Shame on YOU - not an eight year old girl...

 

Was she wearing a miniskirt? Was she in a bikini?...NO, she was modestly dressed according to the standards of her Modern Orthodox family, recent immigrants from the United States.

 

This could have been just the latest incident in the ongoing confrontation between some ultra-Orthodox groups and the rest of Israelis, and following the same pattern: Ultra-Orthodox try to impose their views on others, police intervenes, Ultra Orthodox protest – end of the issue. But that was not the case in this instance.

 

Several hundreds (maybe a thousand) ultra-orthodox Jews went out to protest on Motzaei Shabbath (Saturday night) against what they believe to be government intrusion on their religious beliefs. And they were wearing yellow stars with the inscription “Jude” while some of their children were dressed in stripped pajamas resembling the uniforms of concentration camp inmates.
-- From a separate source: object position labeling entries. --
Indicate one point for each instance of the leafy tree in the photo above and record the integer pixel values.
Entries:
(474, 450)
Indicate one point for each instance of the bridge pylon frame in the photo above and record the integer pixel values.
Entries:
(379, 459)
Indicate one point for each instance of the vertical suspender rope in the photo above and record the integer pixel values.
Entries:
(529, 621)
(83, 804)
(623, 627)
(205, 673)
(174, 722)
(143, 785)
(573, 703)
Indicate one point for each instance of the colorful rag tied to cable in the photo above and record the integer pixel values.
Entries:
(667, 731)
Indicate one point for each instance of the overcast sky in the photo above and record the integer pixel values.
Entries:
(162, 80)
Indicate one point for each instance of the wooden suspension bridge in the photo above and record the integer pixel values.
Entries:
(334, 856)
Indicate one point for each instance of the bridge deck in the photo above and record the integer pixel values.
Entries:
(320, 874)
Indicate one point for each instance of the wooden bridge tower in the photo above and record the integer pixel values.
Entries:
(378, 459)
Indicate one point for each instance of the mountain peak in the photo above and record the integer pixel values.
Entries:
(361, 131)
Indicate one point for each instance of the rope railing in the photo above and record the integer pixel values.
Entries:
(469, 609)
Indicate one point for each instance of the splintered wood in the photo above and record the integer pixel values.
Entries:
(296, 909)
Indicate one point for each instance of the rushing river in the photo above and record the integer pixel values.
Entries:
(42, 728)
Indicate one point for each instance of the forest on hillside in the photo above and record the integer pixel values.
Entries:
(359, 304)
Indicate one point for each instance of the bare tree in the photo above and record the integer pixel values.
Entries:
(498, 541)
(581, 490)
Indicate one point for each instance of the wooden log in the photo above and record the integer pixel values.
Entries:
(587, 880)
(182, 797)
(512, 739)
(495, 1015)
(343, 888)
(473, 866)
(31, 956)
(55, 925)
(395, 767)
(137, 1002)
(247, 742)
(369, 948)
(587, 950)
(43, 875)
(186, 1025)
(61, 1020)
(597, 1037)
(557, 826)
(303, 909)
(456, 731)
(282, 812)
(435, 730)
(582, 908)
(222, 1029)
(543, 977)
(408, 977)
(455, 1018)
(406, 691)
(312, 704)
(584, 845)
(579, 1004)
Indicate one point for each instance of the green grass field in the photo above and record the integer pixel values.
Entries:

They claimed that authorities' actions were tantamount to a “spiritual holocaust”...

 

The ultra-orthodox reaction brings to mind some of the political demonstrations in Israel years ago. During the years leading up to his assassination, Rabin was represented in right-wing demonstration wearing a Nazi uniform – and Netanyahu has been depicted in left wing demonstration in the same way. This pattern of misuse of Holocaust imagery is not without consequences...

 

Using Nazi-like images and descriptions is a sure way to elicit strong emotional reactions because the wounds of the Holocaust, even after 65 years, are still open – and not only for survivors. Palestinians and Arabs use pictures of Israelis as Nazis for the same reason.

 

Yet all this misuse and abuse of the Holocaust has an unintended consequence: it trivializes the worst example of Human cruelty in Modern history. The Holocaust was the systematic physical destruction not only of a people but of their memory as well, by a regime that claimed to be superior by virtue of their own proclamation. By the power invested in them by themselves they engaged in the systematic extermination of Jews, Gypsies, homosexuals, the disabled, Slavs, and everybody else who did not live up to their own racial standards. They essentially invalidated any alternative ethnic or cultural expression on the source of their own authority. By the end of the war entire villages were no more and entire communities had been destroyed.

 

Co-opting the imagery of the suffering of Nazi victims for political or ideological purposes is not only wrong, it is in the poorest of tastes. It is a way to minimize the suffering of the victims and survivors and to blur the boundaries of ideological fanaticism in an attempt to make it include anybody we disagree with. Most recently, the issue was even used by the San Francisco coalition attempting to make circumcision illegal, and a few years back to oppose Bush's Iraqi war. So if everything we disagree with can be labeled as “Nazi”, where does that leave the ideas and actions of real Nazis and their ideological heirs? If we are capable of insulting the memory of the victims by misusing the imagery that evokes, what is that saying of ourselves as individuals?

 

To add salt to the open wound, many of those who invoke the Holocaust to justify their actions are themselves followers of some form of authoritarian ideology or philosophy which many times resembles, and often copies, Nazi themes and techniques. Hamas in Gaza, Hezbollah in Lebanon, Al Qaeda, Stalin in Russia, etc.

 

The Holocaust should be respected by keeping it in its proper context. It represents a red flag in Human history about the abuse of power and of the crimes that can be committed in the name of ideology. Trivializing its imagery and meaning is to diminish the power of the lesson, and diminishing that power brings us closer to accept it. The Holocaust should never be accepted, but it should stand as a warning for all Humanity for all times.

 

To those who abused an eight year old for not wearing clothes “modest enough” by their standards, I can only say “Shame on you!” - Judaism is not about imposing our views on others, it is about compassion and acceptance of differences. You are entitled to your beliefs, but so is that eight years old girl, and so am I.